3c-i:  cscli machines list contains 'argos-panel'
3c-ii: zero 'lapi 403' lines in panel logs (last 30s window)
3c-iii: credentials sentinel /data/shared/crowdsec-machine-
        credentials.yaml is absent (consumed by panel import)

All three must PASS for the smoke to proceed; any failure points at a specific stage of the credentials chain (3c-i = init sidecar didn't run; 3c-ii = panel hasn't imported yet or import failed; 3c-iii = import didn't run).

Live evidence (post-fix)

$ docker exec argos-demo-crowdsec cscli machines list
 localhost    127.0.0.1   2026-04-28T18:56:05Z  ✔️ ...
 argos-panel  172.20.0.4  2026-04-28T18:55:18Z  ✔️ ...

$ docker inspect argos-demo-crowdsec-init --format \
    '{{.State.Status}}: ExitCode={{.State.ExitCode}}'
exited: ExitCode=0

$ docker logs argos-demo-panel | grep -i credential
... INFO crowdsec: machine credentials imported from init sidecar
    user=argos-panel
    path=/data/shared/crowdsec-machine-credentials.yaml
... INFO crowdsec: client wired url=http://crowdsec:8081
    machine_write=true

$ docker exec argos-demo-panel sh -c \
    'test -f /data/shared/crowdsec-machine-credentials.yaml \
     && echo present || echo absent'
absent

$ docker logs argos-demo-panel --since 60s | grep -c 'lapi 403'
0

Files changed

  • scripts/demo/init.sh — drop --no-deps argos crowdsec caddy; bump panel healthcheck timeout 60s → 120s; add crowdsec-init exit-code check + machine-registered wait loop.
  • scripts/smoke/demo-environment.sh — new phase 3c (panel-LAPI integration: machines list + log scan + sentinel-consumed checks).
  • backend/cmd/argos/main.goargosVersion 1.3.35.2 → 1.3.35.3.
  • frontend/package.jsonversion 1.3.35.2 → 1.3.35.3.
  • scripts/demo/docker-compose.override.yml — image pin argos-prod-argos:1.3.35.3.
  • docs/release-notes/v1.3.35.3.md (this file)
  • CHANGELOG.md, mkdocs.yml

Smoke gate

scripts/smoke/demo-environment.sh --yes PASS end-to-end with new phase 3c green.
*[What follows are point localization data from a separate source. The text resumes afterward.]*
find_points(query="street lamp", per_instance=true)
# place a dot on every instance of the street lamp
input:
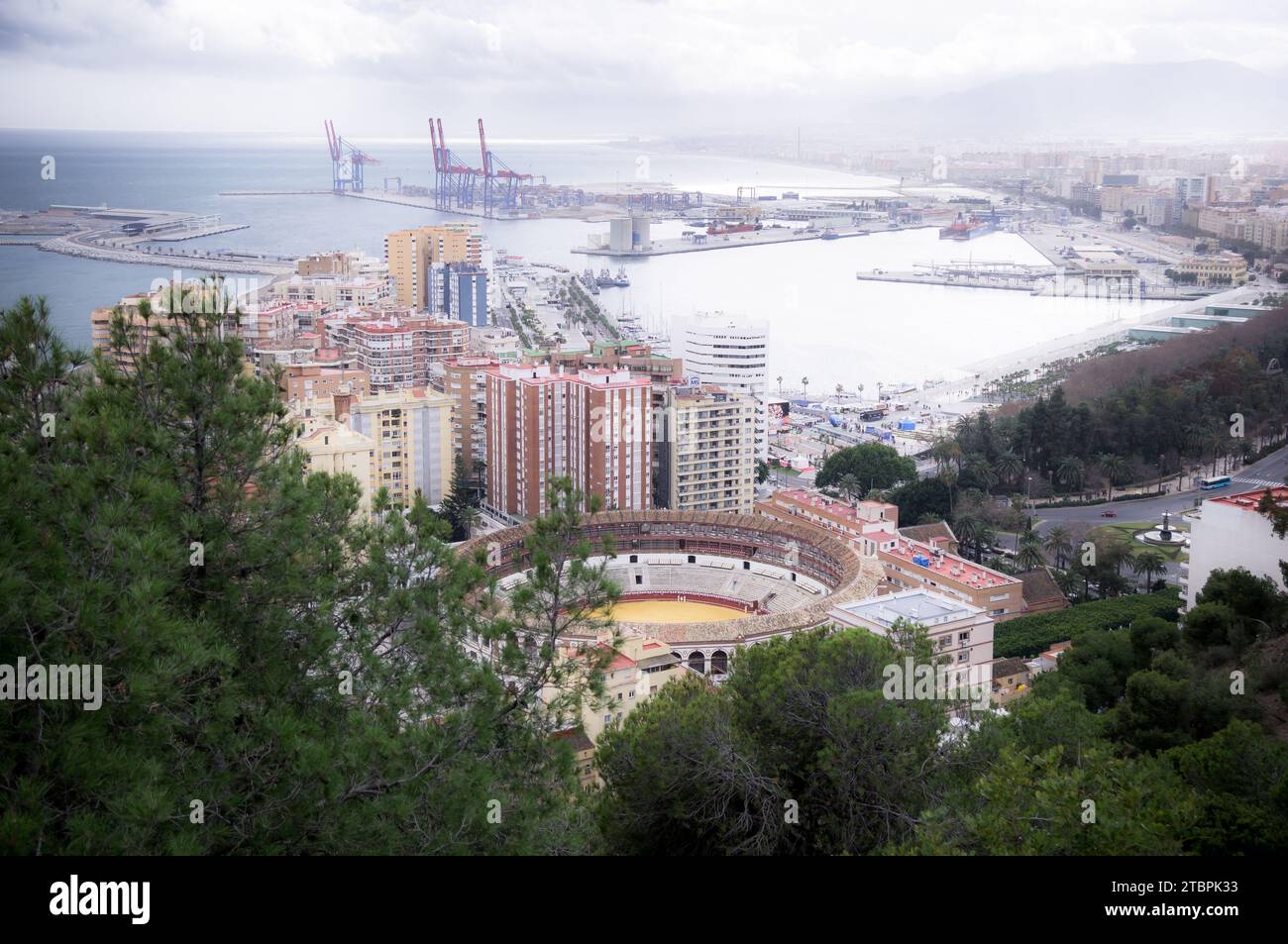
(1028, 493)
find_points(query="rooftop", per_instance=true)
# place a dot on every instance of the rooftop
(831, 506)
(948, 566)
(1248, 501)
(922, 607)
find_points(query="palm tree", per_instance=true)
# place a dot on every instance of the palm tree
(1059, 544)
(948, 475)
(1029, 554)
(1069, 472)
(945, 452)
(967, 528)
(980, 471)
(1009, 467)
(1147, 565)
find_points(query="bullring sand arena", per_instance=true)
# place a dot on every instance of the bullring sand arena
(707, 582)
(671, 612)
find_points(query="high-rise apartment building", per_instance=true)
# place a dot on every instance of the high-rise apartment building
(593, 426)
(411, 256)
(730, 355)
(711, 451)
(412, 430)
(398, 352)
(465, 381)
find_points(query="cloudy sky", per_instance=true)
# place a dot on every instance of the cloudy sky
(567, 67)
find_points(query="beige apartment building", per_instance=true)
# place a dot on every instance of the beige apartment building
(411, 253)
(593, 426)
(711, 450)
(412, 430)
(398, 352)
(335, 449)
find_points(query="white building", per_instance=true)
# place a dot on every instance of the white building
(1229, 532)
(732, 355)
(956, 629)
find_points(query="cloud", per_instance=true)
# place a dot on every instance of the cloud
(382, 65)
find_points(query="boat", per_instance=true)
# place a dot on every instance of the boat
(964, 228)
(725, 228)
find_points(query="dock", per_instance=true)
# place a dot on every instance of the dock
(771, 236)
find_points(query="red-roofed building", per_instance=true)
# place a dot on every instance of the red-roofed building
(867, 524)
(398, 352)
(914, 565)
(1229, 532)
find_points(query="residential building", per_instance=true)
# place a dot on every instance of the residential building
(412, 429)
(866, 524)
(1219, 268)
(467, 295)
(464, 380)
(338, 279)
(398, 352)
(1229, 532)
(141, 331)
(711, 450)
(411, 254)
(733, 356)
(336, 450)
(593, 426)
(1041, 592)
(1267, 227)
(1010, 681)
(308, 380)
(910, 565)
(958, 630)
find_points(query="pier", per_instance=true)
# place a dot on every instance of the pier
(769, 236)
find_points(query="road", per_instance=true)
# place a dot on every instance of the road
(1267, 472)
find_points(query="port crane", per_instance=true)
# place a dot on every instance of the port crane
(454, 178)
(347, 161)
(501, 183)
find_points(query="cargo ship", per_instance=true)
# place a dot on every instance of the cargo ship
(965, 228)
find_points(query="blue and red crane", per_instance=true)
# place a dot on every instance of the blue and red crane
(501, 183)
(347, 161)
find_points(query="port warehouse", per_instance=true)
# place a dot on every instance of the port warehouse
(1189, 322)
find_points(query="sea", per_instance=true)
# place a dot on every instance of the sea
(824, 323)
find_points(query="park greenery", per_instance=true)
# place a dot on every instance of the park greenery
(279, 674)
(284, 675)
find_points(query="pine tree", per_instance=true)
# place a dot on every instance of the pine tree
(277, 675)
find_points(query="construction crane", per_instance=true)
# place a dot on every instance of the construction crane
(501, 183)
(454, 178)
(347, 161)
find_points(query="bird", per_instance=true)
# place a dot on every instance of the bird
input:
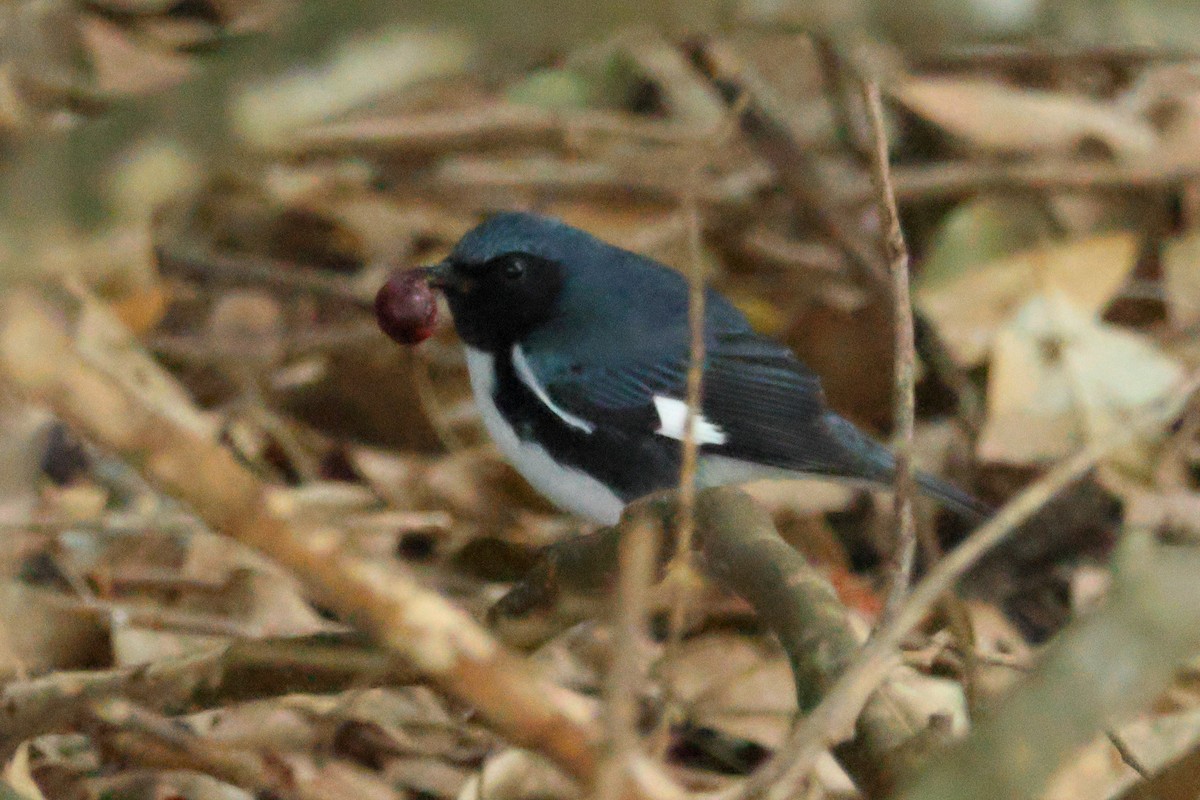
(577, 353)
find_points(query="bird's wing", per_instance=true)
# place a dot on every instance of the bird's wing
(760, 403)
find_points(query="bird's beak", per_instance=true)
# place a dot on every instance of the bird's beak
(439, 276)
(444, 276)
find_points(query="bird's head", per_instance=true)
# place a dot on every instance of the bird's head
(505, 276)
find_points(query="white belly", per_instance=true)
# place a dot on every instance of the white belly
(568, 488)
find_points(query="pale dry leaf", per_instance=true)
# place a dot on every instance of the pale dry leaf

Self-executed against the live host pre-tag for v1.3.35.3.

Upgrade

cd ~/argos-edge
git pull
make sync-prod && make build-prod-image

scripts/demo/init.sh
# panel ready at http://localhost:9181  login: demo / demo1234

# Verify the panel-LAPI integration:
docker exec argos-demo-crowdsec cscli machines list
# expected: a row with 'argos-panel' in addition to 'localhost'

# After login, /system Health card should show 'recent_errors'
# as an empty array (or a populated array of real errors), NOT
# null. Threats tab should render decisions without 403.
# AppSec metrics tab should render counters.

If you have a v1.3.35 or v1.3.35.2 demo stack still up:

scripts/demo/teardown.sh --purge
scripts/demo/init.sh

The volume reset is required because the panel's settings DB in the existing demo will have leftover state from the broken init; cleanest path is a full reset.

What this enables

The screenshot capture session can now show fully-functional panels: every surface that depends on panel-to-LAPI calls (threats, AppSec metrics, country reconciler state, system health) will render correctly. v1.3.35.2's per-surface density expansion only paid off for surfaces that read from the panel DB directly; v1.3.35.3 closes the LAPI-integrated surfaces too.